The LEGO scales I work in

Published .

I like designing LEGO models of spaceships, mecha, and the various structures which accompany them. Over time I've begun to standardize on a scale that works for me, primarily driven by the Mobile Frame Zero games and Micropolis, and ended up making enough models that it's about time for me to write down the details so I can make sure I'm remaining consistent to myself. Generally, I work in 7p and pico scale, but let's talk about a bunch of options.

Some very quick LEGO math:

1b (brick) height = 3p (plates) height
2s (studs) width = 5p height

12p, "Minifig" scale

A standard LEGO minifig

A LEGO minifig is 12 plates (4 bricks) tall and obviously compatible with all the standard LEGO parts. It's a great scale, but I get bored with filling a model full of plain, undecorated bricks just to rough out the shape so I can add details on top, so I don't make much of this.

7p scale

A figure made of 1p head, 3p body, 3p legs

This is my favorite scale for mecha. It's small enough that every piece matters and it encourages me to broaden my library and reuse parts in new ways, but gives me enough room to add flourishes. A mecha is usually around 20p tall because I like to put an actual pilot's compartment into it. Something in the hardsuit realm might be only 10p tall.

6p, "Microfig" scale

A standard LEGO microfig

I love the miniature (microature?) LEGO board games that microfigs came from, but they're just worse minifigs. 7p is cheaper, more expressive, and they make it easier to build for headroom. 6p is not useful to me.

5p scale

A figure made of 1p head, 1p body, 3p legs

It is weird how much one plate can change things, though.

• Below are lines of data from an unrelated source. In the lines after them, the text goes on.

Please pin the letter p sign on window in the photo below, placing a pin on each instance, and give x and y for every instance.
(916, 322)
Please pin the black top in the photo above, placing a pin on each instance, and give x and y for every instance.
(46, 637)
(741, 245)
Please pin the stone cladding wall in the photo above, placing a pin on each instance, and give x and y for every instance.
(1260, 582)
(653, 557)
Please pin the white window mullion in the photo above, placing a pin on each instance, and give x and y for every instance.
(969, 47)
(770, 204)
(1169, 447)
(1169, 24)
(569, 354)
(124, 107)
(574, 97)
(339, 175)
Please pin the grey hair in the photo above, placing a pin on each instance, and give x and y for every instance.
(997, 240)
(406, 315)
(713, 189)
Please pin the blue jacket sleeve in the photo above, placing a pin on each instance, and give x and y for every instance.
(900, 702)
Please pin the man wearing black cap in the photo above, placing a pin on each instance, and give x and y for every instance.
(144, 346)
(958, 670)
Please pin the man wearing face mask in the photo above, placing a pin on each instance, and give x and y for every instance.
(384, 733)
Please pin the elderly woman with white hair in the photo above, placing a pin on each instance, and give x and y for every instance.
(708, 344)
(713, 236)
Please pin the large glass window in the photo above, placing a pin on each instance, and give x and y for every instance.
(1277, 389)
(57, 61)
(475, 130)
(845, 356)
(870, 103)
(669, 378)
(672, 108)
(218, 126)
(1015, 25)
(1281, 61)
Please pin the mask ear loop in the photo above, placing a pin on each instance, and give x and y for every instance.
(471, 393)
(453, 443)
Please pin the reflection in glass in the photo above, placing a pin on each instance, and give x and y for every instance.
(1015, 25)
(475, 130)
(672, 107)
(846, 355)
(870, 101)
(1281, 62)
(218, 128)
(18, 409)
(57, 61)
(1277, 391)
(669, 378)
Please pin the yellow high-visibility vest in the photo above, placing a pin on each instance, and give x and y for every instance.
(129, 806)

Where 6p is a waste of time, 5p is a great scale for all the same reasons as 7p. I like building in 5p when I'm making a "full size" ship and want to add an internal layout to the model because 1x1 tiles have all kinds of screens and controls that fit the scale of 5p.

3p scale

A figure made of 1p head, 1p body, 1p legs

For large buildings where I still want detail, 3p can be a good way to maintain a workable model size. LEGO also makes a nanofig that is roughly 3p tall, but I don't like them for the same limited variation reasons as the microfig.

1p, "Nano" scale

A figure made of a 1x1 round plate A small ship on an 8x8 plate A medium ship on an 8x16 plate A large ship on a 16x16 plate

When I'm making spaceships I like to work in a scale where a figure takes a single 1p space. It's less accurate at these scales, so maybe 1p can fit one or two figures, and some figures might have a second plate if they're important, but it helps me visualize things by imagining 1p as the personal space of a person.

This is really where baseplate scales start to become effective, as well. An 8x8 plate is enough room for a small ship like a cargo hauler, an 8x16 plate can hold a medium ship with more range and equipment, and a 16x16 plate is sized for a large ship (or a small space station).

If we're talking about terrestrial models, 8x8 holds a small building or a large tree, 8x16 is enough to represent a clearing or a suburban lot, and 16x16 is a good size for a store or an industrial building.

Microcity, "Pico" scale

For really big ships, or when there's going to be a lot of them around, I switch to a pico scale where 1p holds a group of people.